The response to the Senate vote from rank-and-file lawmakers: They sent in so many last-minute earmark requests that a House Appropriations Committee web site seized up and the deadline for requesting pork had to be extended.
And then there are the explanations. This from Representative Nancy Boyda:
"Earmarks allow members of Congress to devote funds to projects that are important to their district — and representatives can better judge their districts' needs than some bureaucrat," Boyda wrote her constituents. "I want to make sure that Kansas taxpayers are getting their fair share of funds returning to Kansas projects — research at our universities, investment in our infrastructure and growth at our military bases."
I've heard this said by a number of Representatives and Senators, and if that's really the goal, then lower taxes so more of the money never leaves where it's supposed to be going in the first place. Unfortunately, too many on Capitol Hill have sipped this putrid Kool Aid.
It is also a fact that earmarks are completely open to fraud and waste, placing the power of the purse in the hands of a single person who may or may not have a clue. Our own Rep.
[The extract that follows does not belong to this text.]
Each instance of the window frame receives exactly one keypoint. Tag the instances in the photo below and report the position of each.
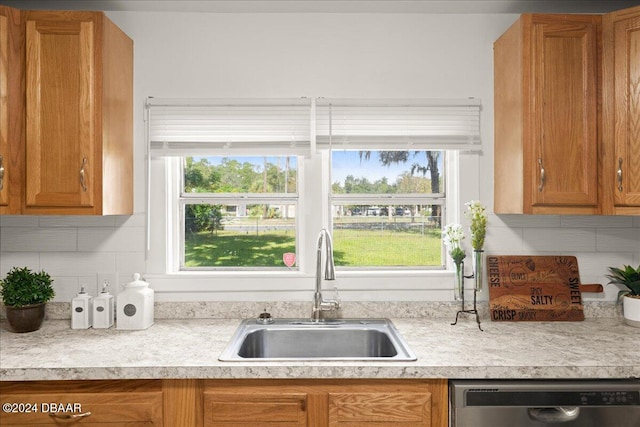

Scott Garrett proved this fact with flying colors last funding cycle by requesting a $1.5 million earmark after the Army had ended the program Garrett was funding.
Did Garrett think he was doing right by the District? Probably. Did he know the Army had ended the program? Probably not. Should he have had an inkling? Absolutely.
If the project a lawmaker wants to fund can't stand up in an open granting process, it shouldn't be funded. Earmarks need to end, plain and simple. Anyone who says otherwise should be voted out of office.